Spa-like bathroom designs for superior bath experience

A spa-like guestroom bath at the Hotel Monaco Pittsburgh.
A spa-like guestroom bath at the Hotel Monaco Pittsburgh.

A spa-like guestroom bath at the Hotel Monaco Pittsburgh.

If the hotel guest bathroom experience has become noticeably more spa-like, well, there’s a reason for that: it should be. Hotels, independents and brands alike, are giving designers the latitude to create spa experiences in the guestroom bath. Beatrice Girelli of Los Angeles-based Indidesign is one. She has designed high-end bathrooms for such hotels as the Grand Hyatt San Francisco and the Hokulani Waikiki. She feels that a spa bathroom goes beyond the standard functionality of a traditional bathroom. “It becomes a retreat and a sanctuary within a private residence or a hotel guestroom,” she said. “The attention to detail, the added features, the general atmosphere achieved through the use of fixtures, plumbing selections, finishes and lighting delivers a superior experience.”
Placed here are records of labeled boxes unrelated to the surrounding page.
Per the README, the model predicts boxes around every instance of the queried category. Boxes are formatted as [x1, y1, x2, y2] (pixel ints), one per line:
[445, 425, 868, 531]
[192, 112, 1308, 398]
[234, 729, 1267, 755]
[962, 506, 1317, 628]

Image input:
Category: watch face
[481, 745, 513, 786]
The relationship between the bedroom and bathroom space is also changing, particularly in new-build hotels, and bathrooms are becoming larger to meet the expectations of more sophisticated travelers.
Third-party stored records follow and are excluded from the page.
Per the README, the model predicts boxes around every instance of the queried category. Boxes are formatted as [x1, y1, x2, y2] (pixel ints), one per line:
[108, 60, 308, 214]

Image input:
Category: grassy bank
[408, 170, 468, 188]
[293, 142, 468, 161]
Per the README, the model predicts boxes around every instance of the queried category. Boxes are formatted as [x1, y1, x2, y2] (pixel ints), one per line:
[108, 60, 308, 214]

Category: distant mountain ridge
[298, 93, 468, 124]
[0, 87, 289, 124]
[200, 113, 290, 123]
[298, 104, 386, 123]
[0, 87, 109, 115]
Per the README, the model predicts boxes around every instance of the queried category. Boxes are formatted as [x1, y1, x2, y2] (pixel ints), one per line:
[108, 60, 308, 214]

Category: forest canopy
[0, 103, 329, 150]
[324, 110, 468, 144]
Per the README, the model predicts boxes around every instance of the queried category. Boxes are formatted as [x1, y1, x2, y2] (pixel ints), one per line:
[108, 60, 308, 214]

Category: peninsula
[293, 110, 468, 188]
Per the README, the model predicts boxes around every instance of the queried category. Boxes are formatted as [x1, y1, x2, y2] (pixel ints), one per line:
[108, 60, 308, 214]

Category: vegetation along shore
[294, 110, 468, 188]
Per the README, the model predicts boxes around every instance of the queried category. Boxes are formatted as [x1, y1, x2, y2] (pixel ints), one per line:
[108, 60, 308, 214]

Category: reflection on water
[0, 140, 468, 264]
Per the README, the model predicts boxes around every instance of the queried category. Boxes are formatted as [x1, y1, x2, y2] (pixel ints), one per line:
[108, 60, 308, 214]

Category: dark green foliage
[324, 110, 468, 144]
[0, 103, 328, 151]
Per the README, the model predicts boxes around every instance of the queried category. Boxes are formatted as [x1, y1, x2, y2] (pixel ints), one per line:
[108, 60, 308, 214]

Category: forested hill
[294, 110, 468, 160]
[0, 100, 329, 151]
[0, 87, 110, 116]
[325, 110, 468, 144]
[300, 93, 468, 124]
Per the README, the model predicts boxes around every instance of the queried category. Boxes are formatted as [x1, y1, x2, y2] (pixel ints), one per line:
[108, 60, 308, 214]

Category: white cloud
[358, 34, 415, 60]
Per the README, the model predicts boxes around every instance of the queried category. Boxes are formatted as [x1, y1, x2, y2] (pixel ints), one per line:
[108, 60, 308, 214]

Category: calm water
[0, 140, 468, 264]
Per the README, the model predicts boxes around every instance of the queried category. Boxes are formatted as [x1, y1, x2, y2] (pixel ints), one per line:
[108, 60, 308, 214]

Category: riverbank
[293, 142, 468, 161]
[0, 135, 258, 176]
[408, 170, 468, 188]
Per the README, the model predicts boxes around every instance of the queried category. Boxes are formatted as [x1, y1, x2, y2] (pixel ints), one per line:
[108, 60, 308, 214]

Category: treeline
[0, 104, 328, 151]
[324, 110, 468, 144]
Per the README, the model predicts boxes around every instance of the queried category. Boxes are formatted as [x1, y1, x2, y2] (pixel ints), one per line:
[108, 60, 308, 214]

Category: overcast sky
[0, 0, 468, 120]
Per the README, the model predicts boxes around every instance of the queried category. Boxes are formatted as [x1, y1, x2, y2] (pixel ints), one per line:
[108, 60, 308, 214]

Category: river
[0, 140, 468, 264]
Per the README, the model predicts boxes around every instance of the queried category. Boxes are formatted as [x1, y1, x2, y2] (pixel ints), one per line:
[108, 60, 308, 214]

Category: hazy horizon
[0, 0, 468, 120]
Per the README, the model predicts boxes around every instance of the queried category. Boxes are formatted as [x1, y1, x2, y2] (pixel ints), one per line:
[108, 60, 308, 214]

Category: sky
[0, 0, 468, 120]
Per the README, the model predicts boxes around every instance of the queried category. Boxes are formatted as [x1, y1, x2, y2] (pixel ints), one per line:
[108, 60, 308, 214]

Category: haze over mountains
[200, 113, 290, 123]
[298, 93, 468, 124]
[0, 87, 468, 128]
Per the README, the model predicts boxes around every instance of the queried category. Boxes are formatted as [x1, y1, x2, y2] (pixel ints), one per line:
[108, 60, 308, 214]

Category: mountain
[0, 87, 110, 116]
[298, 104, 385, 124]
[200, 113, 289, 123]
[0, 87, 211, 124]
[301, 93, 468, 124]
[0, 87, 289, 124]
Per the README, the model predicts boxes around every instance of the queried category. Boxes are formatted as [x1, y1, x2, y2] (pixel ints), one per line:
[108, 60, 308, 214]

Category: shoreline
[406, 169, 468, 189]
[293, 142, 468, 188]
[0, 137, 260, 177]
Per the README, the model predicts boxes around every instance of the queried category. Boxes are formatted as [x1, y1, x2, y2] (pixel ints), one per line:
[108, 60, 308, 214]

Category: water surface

“Additional pieces of furniture—a chair, bench or large ottoman, for example—are great complements to emphasize the retreat experience and deliver the residential personalized feel that we strive for,” Girelli said. “A ‘wow’ feature—such as a fireplace or an exterior shower, and a view to connect with the exterior—make the space special and unique.”

Christian Schnyder, principal at Beleco Design, also based in Los Angeles, echoes much of the same as Girelli. He has designed bathrooms for several hotels, including the Hotel Monaco Pittsburgh (opening later this year) and a new Kimpton hotel project in Chicago, set to open in winter 2015. He points to two elements that distinguish a spa bath from a standard room. “One is, obviously, the size and fixture count; and the other would be the experience,” he said.

Separating the shower and the tub, Schnyder said, is a key element of a spa bathroom. “The toilet should be separated from the rest of the bathroom, at least by a privacy wall, making sure it is out of sight,” he said. “A larger vanity counter adds to the sense of a special experience.”

Lighting and finishes are also crucial. “Having a sculptural soaking tub, ideally free standing, offers both relaxation and a focal point for the bathroom,” Schnyder said. “That alone will give the guests a sense that they are staying in a special room, regardless if they are using the tub or not. We usually integrate the tub in the shower area, which allows us to eliminate the overflow as it drains into the floor drain. The tub truly becomes a soaker as it can be filled up to the rim if desired.”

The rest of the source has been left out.